Build for the Second Language You Don't Have Yet: Polyglot Discipline in a Code-Generation Pipeline

The pipeline I work on has only ever generated code against TypeScript. No Python target has been decomposed, no Go target rendered, and no non-TypeScript project has ever gone through it from ticket to committed code. And yet one of the load-bearing rules on every commit is a question about a language no target project has ever driven through it: would this still be correct if the target were Python, or Go? On its face that is the definition of over-engineering, building for a case that does not exist. The reason it is not over-engineering is a specific incident, where the discipline caught a bug that had not happened yet and could not happen until a second language arrived, and made the fix cheap by catching it while there was still only one consumer.

This is a post about polyglot discipline in an agent pipeline: not the architecture diagram, which is the easy part, but the habit that keeps language-specific assumptions from leaking into language-agnostic code, and why that habit is worth paying for before you have a second language to justify it.

The bug that had not happened yet

The pipeline discovers a project’s test fixtures by scanning its test files: which setup hooks run, which helper functions seed data, where the repository helpers live. That scanner was shared code, meant to be language-agnostic, because every language has fixtures and the rest of the pipeline should not care which language produced the catalog.
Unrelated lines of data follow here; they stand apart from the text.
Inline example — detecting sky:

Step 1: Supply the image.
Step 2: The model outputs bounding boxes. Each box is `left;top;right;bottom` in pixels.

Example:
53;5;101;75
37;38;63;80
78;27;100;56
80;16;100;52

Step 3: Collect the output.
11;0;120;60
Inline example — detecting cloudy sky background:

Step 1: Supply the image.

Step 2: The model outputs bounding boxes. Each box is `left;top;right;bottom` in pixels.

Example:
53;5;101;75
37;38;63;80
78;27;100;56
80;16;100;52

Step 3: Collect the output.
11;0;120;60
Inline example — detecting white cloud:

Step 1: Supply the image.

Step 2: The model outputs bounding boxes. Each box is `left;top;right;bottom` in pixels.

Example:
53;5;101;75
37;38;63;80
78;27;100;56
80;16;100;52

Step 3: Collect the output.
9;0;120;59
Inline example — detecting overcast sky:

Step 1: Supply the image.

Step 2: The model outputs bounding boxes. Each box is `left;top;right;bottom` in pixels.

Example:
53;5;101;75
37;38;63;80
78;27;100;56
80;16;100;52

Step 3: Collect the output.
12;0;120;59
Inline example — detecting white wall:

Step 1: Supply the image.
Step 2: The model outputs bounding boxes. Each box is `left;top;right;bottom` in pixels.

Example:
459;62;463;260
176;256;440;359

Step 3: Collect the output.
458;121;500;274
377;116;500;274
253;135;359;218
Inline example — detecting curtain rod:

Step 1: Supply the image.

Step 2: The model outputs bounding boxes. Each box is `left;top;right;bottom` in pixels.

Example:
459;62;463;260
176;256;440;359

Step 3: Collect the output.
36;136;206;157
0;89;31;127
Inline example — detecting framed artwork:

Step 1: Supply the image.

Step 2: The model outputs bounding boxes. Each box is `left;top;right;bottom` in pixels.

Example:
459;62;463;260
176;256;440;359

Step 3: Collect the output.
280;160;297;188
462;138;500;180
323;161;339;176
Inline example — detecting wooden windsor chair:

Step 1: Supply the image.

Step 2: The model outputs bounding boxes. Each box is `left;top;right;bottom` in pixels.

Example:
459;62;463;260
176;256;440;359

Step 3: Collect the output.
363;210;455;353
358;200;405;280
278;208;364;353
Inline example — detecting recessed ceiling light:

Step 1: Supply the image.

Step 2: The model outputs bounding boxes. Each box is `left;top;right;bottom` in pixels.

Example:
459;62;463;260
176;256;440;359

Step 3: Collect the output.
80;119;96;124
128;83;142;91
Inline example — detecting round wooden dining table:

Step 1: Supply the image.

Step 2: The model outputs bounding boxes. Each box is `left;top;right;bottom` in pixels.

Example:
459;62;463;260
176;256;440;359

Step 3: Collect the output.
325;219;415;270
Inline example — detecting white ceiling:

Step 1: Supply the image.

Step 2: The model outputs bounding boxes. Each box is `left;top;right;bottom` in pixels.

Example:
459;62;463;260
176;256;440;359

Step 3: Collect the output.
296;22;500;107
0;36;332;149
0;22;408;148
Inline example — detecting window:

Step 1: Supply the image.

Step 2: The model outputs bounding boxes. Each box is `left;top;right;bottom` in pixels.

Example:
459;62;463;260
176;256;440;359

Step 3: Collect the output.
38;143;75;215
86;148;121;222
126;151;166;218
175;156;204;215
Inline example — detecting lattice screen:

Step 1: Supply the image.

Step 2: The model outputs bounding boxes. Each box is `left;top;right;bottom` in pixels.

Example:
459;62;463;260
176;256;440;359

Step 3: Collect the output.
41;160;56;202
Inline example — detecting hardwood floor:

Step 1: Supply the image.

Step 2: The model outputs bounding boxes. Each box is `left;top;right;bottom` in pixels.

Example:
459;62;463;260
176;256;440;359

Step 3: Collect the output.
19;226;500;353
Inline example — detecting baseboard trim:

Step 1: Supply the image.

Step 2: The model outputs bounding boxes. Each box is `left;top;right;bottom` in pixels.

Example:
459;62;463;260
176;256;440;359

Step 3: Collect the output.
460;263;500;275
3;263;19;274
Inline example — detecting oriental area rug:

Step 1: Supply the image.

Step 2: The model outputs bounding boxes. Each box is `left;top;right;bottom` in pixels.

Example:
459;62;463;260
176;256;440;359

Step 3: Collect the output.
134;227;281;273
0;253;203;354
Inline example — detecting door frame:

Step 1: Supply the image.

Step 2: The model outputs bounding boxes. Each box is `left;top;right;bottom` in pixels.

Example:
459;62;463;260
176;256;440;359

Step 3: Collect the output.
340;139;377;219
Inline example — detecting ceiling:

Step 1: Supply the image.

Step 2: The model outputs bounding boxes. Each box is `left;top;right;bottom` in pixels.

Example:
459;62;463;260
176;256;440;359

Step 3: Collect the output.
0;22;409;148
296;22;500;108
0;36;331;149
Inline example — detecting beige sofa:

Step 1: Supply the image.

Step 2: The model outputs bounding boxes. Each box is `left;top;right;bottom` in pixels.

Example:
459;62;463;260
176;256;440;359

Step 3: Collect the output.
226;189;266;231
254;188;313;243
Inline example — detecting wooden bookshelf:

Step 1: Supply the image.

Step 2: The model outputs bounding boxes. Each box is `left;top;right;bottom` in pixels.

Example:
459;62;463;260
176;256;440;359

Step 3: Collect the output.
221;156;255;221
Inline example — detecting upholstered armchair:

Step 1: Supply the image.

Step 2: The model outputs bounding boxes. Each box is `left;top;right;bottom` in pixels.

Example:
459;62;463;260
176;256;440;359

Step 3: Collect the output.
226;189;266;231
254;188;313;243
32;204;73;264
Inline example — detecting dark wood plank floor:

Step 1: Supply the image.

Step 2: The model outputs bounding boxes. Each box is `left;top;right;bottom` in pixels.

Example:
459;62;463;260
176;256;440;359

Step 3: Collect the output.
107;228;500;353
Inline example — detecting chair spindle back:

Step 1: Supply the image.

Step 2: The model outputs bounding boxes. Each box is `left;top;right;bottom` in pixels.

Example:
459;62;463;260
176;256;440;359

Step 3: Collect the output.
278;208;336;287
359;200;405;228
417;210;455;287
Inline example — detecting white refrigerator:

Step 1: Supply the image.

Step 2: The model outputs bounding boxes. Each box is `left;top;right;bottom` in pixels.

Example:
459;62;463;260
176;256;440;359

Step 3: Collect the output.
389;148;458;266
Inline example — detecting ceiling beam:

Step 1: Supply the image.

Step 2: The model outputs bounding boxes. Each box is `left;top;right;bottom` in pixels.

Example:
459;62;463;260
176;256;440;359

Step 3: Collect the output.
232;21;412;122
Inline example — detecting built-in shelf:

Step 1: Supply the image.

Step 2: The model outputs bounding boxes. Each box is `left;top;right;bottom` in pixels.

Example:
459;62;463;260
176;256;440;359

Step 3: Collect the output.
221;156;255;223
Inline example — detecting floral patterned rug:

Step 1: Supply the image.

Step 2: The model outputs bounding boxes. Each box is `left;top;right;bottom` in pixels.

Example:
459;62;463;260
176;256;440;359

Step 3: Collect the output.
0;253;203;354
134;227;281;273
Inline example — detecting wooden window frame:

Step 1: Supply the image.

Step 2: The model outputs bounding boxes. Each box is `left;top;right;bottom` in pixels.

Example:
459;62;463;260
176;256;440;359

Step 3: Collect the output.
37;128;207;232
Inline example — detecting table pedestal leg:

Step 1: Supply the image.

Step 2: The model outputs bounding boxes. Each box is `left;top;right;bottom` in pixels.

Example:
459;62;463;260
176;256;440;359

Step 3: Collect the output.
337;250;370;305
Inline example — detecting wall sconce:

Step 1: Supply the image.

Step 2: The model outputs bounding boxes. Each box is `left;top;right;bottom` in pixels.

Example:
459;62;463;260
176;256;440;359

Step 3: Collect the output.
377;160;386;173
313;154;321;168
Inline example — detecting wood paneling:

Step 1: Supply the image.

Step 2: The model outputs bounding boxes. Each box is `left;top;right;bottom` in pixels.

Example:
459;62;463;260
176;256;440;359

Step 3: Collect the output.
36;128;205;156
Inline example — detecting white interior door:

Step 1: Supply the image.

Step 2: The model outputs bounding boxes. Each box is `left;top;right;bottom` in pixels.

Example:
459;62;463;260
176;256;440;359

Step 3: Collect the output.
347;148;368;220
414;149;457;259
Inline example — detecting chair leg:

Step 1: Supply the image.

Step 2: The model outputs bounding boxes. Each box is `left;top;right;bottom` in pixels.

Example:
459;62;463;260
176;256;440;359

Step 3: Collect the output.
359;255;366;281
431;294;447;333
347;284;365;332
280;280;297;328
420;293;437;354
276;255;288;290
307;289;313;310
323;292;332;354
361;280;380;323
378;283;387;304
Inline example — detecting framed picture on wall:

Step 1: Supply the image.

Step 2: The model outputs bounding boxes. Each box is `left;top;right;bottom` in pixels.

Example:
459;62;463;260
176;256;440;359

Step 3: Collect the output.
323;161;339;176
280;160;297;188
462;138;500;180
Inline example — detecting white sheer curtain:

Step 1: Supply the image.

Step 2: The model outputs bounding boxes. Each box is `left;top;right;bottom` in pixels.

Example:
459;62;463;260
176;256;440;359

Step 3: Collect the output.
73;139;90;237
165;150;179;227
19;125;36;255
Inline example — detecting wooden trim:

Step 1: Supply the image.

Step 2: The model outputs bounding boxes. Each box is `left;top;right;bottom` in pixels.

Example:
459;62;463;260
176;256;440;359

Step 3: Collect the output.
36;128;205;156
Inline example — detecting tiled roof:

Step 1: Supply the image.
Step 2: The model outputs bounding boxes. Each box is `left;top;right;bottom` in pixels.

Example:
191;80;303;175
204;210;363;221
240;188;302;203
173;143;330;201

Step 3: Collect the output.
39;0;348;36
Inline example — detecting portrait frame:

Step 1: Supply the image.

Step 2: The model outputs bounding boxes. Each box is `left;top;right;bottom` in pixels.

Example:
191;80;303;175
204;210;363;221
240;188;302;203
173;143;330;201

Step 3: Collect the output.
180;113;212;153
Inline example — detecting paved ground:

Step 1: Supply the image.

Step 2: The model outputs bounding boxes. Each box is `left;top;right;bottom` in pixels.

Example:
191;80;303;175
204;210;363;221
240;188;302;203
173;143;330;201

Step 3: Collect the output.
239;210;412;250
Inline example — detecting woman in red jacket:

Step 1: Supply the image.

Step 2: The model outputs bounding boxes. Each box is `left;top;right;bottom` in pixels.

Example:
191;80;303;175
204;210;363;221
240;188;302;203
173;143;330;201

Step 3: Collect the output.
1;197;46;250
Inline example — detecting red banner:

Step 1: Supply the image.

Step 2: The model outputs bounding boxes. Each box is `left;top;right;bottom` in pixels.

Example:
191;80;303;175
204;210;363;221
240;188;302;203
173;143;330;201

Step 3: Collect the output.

It was carrying three constants at module scope. The set of setup-hook names it looked for was beforeEach, beforeAll, afterEach, afterAll. The prefixes it recognised for data helpers were create, seed, and reset. The directory names it treated as repositories were repositories and repos. Every one of those values is correct, and every one of them is correct only for JavaScript with vitest or jest. Python’s pytest does not have beforeEach; its notion of setup is a fixture decorator with a yield. Python data helpers are far more often make_ or factory_ than create or seed. The directory conventions are whatever a given project chose. The constants were not wrong. They were JavaScript facts living in a module that claimed to be language-neutral, and the day a Python project arrived they would all be silently, confidently wrong.

Nothing was broken, and that was the danger. Every test passed, because every test was JavaScript, and the constants are right for JavaScript. The bug was latent, scheduled to fire on the first pytest project and not one moment sooner. It surfaced during a review of an unrelated change, when the polyglot rule got asked out loud, would this hold for the second language, and the answer was plainly no. The constants got filed as a known liability, with a note on exactly how each one breaks for pytest, mocha, and Go’s testing package, before any of those languages existed in the system to break on them.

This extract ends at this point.